Whenever I travel, my mind flashes back to my favorite class at Brigham Young University. As I neared my senior year, I missed taking a class in the nutrition department. The only class that I could work into my schedule was one on foods from around the world. I found it fascinating to study the specialty foods that you find in every culture.
When I turned twenty-three, I went on my first trip across the Atlantic Ocean. One of the countries that I stopped to see was Sweden. When I arrived and saw all the open-faced sandwiches, I remembered that there were more than 400 different types of open-faced sandwiches in Scandinavia. It was amazing to see the variety and creativity that went into each one.
This last week my niece, Mary, went to New York City to see the famous ball drop at Times Square for New Year’s. She asked me if I could give her some ideas of places that she could visit while she was in New York.
Being oriented to food when I travel, my thoughts went immediately to all the delicious food I have had in the “Big Apple.” One of my favorite things is to walk down streets and see the beautiful displays in restaurant windows, gourmet shops, and delis.
One of the most popular specialties in New York is its pizzas. You can find a pizza shop on almost every block in New York. As you’re rushing around the city, it is easy to pop into one of the stores and pick up a slice of pizza for about a dollar.
Another one of my favorites is the corned beef or pastrami sandwiches that you find at Carnegie deli. They are so big that when you buy one you’re getting lunch, dinner, and breakfast at the same time. The sandwiches come with two slices of rye bread with six inches of sliced meat in between. There is also a jar of pickles in the middle of the table and a bowl of mustard on the side.
Boys eating sandwiches in a New York deli.
As many of you know, I go to China at least twice a year.
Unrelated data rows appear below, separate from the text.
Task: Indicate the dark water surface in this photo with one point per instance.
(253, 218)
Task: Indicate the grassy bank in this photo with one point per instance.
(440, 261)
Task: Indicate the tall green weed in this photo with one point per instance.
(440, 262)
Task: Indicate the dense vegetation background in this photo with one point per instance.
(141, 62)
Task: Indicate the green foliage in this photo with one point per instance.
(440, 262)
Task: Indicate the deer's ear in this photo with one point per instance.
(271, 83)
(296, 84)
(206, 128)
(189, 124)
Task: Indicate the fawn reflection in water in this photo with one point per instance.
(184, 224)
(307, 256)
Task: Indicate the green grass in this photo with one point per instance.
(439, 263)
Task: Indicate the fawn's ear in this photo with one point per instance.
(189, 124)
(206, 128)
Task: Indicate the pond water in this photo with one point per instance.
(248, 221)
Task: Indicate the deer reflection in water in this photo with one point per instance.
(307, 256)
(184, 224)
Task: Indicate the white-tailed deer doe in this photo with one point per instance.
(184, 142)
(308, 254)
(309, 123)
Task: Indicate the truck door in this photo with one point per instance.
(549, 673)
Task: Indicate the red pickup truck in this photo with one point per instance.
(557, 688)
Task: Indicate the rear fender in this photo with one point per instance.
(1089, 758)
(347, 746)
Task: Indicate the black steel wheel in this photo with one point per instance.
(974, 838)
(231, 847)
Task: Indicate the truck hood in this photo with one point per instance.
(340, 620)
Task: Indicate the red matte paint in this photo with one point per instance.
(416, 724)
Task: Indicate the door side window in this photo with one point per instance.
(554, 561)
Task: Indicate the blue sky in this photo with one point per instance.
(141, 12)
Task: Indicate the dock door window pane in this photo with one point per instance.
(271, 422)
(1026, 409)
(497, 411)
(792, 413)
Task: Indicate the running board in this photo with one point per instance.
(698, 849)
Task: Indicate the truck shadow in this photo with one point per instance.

The most famous food that we eat is Peking duck. As we travel around the countryside, we see ponds filled with beautiful white ducks waiting to be a memorable meal in Beijing.
The ducks are carefully roasted and then brought to the table. The chef with a tall hat goes into show mode as he slices thin slices of duck and carefully places it on a plate.
With a spoon, you put a little plum sauce over a small and thin pancake and then place a couple of pieces of duck in the center with a little onion and a thin piece of cucumber. Now all you need to do is roll up the pancake and you are set for a memorable taste of Peking duck.
When you venture to Hawaii, the most memorable food, I think, is the delicious pineapples. At Christmas time one of my good friends gave me a Hawaiian pineapple. It was so sweet and delicious that I was sure I was going to hear some waves come through the front door.
When you board a plane in Hawaii they have cases of pineapple for you to buy so you can take them home and share them with your family and friends.
It is always fun to take a minute and think of the places you have traveled to and the delicious foods that you have tasted on your travels. As I talked to Mary about her trip to New York, she said to me, “The food was at least half of the wonderful experience I had while I was in the city.”
Learning about the foods and the customs of the people is an integral part of any journey.